Seasonal Transitions | Cleanse the Body and Mind for a Fresh start March 24 2016
If you think of what is happening in nature this time of year, it provides a guideline for how you can adapt your lifestyle to reflect the season. Flowers and plants re-emerge after a dormant winter, colours burst, the weather becomes warmer, more moist, and sunlight lasts longer into the evening.
Spring is the season of beginning and creation. This is a time to be open to the new and to let go of any excess in your life that is no longer serving you. It's a time for us also to emerge from our a slower, more inward-looking term of the year. It's a great time to engage in more physical activity, get on your bike, or put on some hiking boots, and get outside for fresh air. Physical activity will help to clear and open the body and mind and get your body out of some stagnancy you may have experienced during the winter months.Shed anything that is weighing you down, physically and emotionally. Make a point of prioritizing self-expression and creativity.
Your diet will become lighter, with more raw foods like greens, sprouts, fruits, nuts and seeds. Some grains can remain, but fewer heavier foods like meat and dairy products. Fresh fruits and vegetables are good in the spring diet as you lighten up from the heavier diet of the winter season.Fresh local herbs, greens, and flowers surround us in the spring. Incorporating these into your diet at this time, along with in-season fruits and vegetables will help us to remain in harmony with Mother Nature.
Greens are associated with freshening, cleansing, and building the body.

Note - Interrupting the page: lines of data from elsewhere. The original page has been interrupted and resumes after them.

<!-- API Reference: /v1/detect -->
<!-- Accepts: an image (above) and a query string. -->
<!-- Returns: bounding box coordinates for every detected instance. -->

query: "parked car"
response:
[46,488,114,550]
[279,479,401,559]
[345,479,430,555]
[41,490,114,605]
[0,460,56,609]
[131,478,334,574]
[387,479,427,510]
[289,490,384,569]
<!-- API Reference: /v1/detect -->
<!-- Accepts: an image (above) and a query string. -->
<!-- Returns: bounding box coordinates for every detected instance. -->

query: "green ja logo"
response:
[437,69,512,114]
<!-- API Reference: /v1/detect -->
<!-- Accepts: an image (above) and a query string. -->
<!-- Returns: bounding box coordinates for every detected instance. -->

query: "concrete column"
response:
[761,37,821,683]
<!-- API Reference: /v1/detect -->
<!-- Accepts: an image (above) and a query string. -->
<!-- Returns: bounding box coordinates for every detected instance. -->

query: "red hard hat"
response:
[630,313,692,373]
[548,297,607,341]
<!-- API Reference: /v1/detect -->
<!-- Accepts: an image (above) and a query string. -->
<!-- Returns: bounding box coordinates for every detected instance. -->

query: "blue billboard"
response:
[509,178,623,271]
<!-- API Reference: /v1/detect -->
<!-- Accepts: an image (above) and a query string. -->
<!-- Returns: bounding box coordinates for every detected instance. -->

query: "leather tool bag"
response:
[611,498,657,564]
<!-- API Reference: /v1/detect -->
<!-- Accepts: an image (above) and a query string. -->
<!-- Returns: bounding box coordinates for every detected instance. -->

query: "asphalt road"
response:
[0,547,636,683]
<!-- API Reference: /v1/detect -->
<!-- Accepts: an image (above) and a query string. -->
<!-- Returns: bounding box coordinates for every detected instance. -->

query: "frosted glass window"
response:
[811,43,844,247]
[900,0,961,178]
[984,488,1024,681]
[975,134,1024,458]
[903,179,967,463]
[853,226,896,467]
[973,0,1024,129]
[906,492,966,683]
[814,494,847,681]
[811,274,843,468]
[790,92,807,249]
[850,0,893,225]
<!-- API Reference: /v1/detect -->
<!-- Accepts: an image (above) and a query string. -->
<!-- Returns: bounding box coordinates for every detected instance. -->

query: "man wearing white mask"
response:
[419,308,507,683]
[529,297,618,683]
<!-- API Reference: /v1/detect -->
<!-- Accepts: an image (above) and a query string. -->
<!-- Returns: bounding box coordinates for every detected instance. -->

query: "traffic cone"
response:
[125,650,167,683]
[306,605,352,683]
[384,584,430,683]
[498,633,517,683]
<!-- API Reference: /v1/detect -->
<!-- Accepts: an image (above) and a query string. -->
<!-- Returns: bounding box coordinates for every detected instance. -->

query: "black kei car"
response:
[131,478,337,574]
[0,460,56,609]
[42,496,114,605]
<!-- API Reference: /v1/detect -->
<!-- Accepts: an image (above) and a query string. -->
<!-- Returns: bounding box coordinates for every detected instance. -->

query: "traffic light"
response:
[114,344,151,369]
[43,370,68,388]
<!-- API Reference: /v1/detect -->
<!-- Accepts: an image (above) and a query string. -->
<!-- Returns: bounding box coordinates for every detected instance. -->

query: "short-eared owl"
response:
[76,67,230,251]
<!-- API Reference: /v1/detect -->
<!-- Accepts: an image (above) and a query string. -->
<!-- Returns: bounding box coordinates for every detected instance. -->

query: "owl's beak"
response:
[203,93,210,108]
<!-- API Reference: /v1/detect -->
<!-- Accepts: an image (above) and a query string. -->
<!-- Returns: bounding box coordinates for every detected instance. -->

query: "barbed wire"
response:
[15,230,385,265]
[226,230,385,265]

Chickweed, Dandelion, Nettle, are amazing this time of year. You can even grow your greens at home, like wheatgrass or alflafa sprouts. A particularly great springtime healer, is dandelion. Very nourishing and high in Vitamin A, are good in salads or used to make tea. The root is a blood and kidney cleanser, particularly a liver cleanser and tonic, as well as a diuretic.
To welcome Spring, try making this mineral-rich spring tonic. All you need to do is infuse beautiful spring greens and flower like dandelion, nettle, red clover into raw apple cider vinegar, and then you have a delicious and highly nutritious dressing for your salads. You can even take a spoonful on its own, or in a little water, before meals to get your digestion going and get some more vitamins and minerals into your day.
Spring Mineral-Rich Tonic
Nutrient-rich herbs like nettle, dandelion, red clover, red raspberry leaf, yellow dock, and chickweed are high in vitamins and minerals. All are great choices for infused vinegars and can be a way to get easily-assimilable vitamins and minerals into your daily diet.
Many of the above herbs are considered spring tonics–common springtime herbs that help support liver function and stimulate digestion. Since apple cider vinegar also promotes gut health, herb-infused vinegars are a perfect pairing if you struggle with sluggish digestion after a long winter of rich food and few leafy greens. (Crushed fennel seed can also be a nice addition to an infused vinegar meant for digestive support.)
What you'll need:
1. 4-5 herbs, flowers, or greens such as:
- Dandelion leaves
- Nettle Leaves
- Red Clover flower
- Calendula flower
2. Unpasteurized Apple Cider Vinegar
3. A large jar or mason jar with tight-fitting lid
Place your herbs in a jar (about a cup full) and fill the rest of the jar with raw apple cider vinegar, seal with a tight-fitting lid, and set aside to let infuse until flavours blend for about 5 to 6 days. You can strain the vinegar through a fine mesh sieve into a decorative bottle.